Les sous-produits de distillerie du nord-ouest, issus de la production d’eau de géranium et autres essences, font l’objet d’études prometteuses, révélant leur potentiel pour améliorer la productivité animale. Cependant, ces exemples demeurent l’apanage des grandes industries certifiées ISO 22000 et ISO 14000, disposant des ressources nécessaires pour investir dans le traitement des déchets.

La problématique des emballages souligne les contradictions du secteur. Plus d’un tiers des emballages plastiques polluant les océans proviennent de l’industrie alimentaire. « Notre planète suffoque, il faut arrêter le massacre », alerte Ines Essid, qui admet avoir elle-même enseigné les avantages du plastique au début de sa carrière, avant la montée de la conscience environnementale.

Les emballages biodégradables et intelligents représentent l’avenir, mais leur adoption est freinée par des réalités économiques. Le coût d’une barquette biodégradable peut être supérieur de 40 à 60 % à celui d’un emballage plastique ordinaire. Les emballages intelligents, affichant par exemple des indicateurs de pH, pourraient cependant réduire considérablement le gaspillage en informant le consommateur de l’état réel du produit.

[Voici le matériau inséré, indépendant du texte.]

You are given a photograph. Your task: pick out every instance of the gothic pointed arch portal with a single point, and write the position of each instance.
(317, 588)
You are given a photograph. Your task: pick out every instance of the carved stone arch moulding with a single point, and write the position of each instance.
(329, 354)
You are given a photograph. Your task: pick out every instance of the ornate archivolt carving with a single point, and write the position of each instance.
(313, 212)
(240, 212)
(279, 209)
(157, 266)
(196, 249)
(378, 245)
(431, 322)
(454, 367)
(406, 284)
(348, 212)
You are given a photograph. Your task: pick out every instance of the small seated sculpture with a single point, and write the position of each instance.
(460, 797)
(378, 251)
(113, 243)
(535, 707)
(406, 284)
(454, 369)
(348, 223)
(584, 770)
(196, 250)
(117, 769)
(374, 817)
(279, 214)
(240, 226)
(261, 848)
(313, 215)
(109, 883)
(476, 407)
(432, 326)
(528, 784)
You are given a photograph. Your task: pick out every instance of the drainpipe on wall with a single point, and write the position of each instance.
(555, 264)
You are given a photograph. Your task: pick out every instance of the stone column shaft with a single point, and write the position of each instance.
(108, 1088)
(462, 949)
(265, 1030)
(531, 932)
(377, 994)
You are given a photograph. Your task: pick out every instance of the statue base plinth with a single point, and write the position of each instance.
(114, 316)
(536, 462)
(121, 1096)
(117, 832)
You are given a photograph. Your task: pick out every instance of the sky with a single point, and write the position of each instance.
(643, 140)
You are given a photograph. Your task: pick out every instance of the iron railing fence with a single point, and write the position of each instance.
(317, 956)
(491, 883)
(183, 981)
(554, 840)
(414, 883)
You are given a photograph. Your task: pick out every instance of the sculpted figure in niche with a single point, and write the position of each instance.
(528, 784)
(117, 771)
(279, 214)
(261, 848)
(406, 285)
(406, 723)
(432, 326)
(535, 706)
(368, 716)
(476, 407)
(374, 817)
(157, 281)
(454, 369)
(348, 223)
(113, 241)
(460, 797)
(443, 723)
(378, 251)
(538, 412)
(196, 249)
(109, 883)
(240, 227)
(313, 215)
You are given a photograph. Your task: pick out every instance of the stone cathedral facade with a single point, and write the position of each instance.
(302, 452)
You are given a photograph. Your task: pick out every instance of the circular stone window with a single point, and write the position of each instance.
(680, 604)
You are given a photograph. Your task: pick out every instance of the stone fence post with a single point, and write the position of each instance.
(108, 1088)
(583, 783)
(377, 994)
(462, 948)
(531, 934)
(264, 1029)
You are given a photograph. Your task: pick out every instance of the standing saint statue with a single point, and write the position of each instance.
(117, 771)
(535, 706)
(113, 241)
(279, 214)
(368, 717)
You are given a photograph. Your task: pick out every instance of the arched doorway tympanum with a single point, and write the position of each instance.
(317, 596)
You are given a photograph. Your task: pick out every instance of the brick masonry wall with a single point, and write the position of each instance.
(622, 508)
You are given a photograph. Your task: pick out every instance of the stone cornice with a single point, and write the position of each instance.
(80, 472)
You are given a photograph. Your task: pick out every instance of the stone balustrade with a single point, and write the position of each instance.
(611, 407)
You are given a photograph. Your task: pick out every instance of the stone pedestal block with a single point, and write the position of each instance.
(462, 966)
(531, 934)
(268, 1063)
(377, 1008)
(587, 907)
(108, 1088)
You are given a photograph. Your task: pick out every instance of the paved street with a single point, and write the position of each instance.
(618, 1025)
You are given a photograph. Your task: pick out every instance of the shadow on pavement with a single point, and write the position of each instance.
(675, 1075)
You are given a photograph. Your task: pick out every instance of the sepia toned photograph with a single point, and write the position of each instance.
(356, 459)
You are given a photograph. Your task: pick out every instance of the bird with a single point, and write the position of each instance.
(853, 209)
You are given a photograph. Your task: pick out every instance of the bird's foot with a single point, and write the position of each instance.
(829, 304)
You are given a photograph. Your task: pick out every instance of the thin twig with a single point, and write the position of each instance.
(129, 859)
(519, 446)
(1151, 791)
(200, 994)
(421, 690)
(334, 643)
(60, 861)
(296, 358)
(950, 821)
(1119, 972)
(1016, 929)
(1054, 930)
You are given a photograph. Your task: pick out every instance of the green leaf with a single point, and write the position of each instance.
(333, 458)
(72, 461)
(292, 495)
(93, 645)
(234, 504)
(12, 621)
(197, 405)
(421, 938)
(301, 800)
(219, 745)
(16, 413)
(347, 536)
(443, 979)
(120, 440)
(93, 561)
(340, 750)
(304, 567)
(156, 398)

Ines Essid estime que la solution réside dans l’intervention de l’État. « Il faut imposer des lois, il faut changer les lois », soutient-elle. Les industriels sont conscients des enjeux environnementaux, tout comme les consommateurs qui recherchent de plus en plus une alimentation saine. Mais tant que l’État permettra les emballages plastiques sans imposer des normes contraignantes, la transition restera limitée.